Media Credit: Glen Gutterson
John Aldrich, co-director of the Social Science Research Institute, said allowing the SSRI to hire its own faculty will make the center more flexible.

The Social Science Research Institute can now hire research faculty itself instead of relying on academic departments to fulfill its faculty needs.

Faculty and administrators discussed changes to the hiring policy for SSRI and affiliated centers at the Academic Council's first meeting of 2008 Thursday.

SSRI Co-director John Aldrich said giving SSRI flexibility in hiring its own faculty will allow it to expand its services and research.

The institute is an interdisciplinary institute that conducts social science research to "make the translation between theory and practice," according to its Web site.
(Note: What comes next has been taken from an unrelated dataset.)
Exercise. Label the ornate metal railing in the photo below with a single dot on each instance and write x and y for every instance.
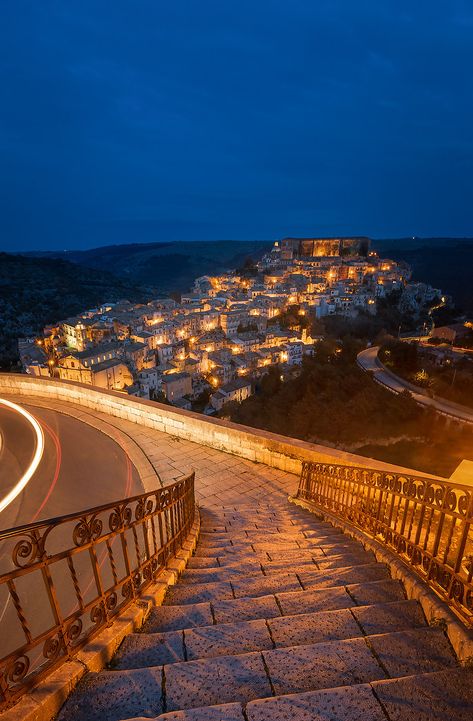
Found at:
(428, 523)
(64, 580)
"A reason we might be interested in the possibility of easily hiring a regular rank, non-tenure track faculty member is because we are beginning to offer certificate programs and other kinds of teaching opportunities," Aldrich said.

Before the changes, SSRI reached out to academic departments to fulfill teaching needs. But Aldrich said the institute needs faculty whose research interests are interdisciplinary and do not fall under a traditional academic department.

He added that flexibility to appoint its own faculty allows SSRI to better align its staff's experience with its research objectives. The proposal also affects SSRI's nine affiliated programs.

"The University institutes and centers are fundamentally interdisciplinary units, and they develop needs or specializations that sometimes don't match very well onto those of departments," Provost Peter Lange said.

He added that departments are often reticent to hire faculty members whose interests fit the interdisciplinary nature of University institutes and centers because those hires count against departmental faculty allocations.

"It creates a flexibility without impinging on the right of departments to determine who has regular rank, tenure track or tenure credentials in the institution," Lange said.

Council members raised concerns that bringing in regular rank, non-tenure track faculty members who teach courses will displace tenured and tenure-track faculty from the classroom.

As non-tenure track faculty, the new appointments will be reviewed periodically. Some members said this allows Duke to replace tenure-track faculty because the University is less committed to the careers of regular rank, non-tenure track faculty members.

"The instructional needs are in fact generated by the institutions themselves," Lange said. "There's no displacement because if [the institutions] can't [teach the courses], it just means the instructional need won't get met."

The new policy was approved by unanimous voice vote.



In other business:

Dan Rittschof, director of graduate studies in marine sciences and an associate professor of zoology, also presented a proposal to create a Ph.D. program in marine science and conservation. The council will vote on the proposal in its February meeting.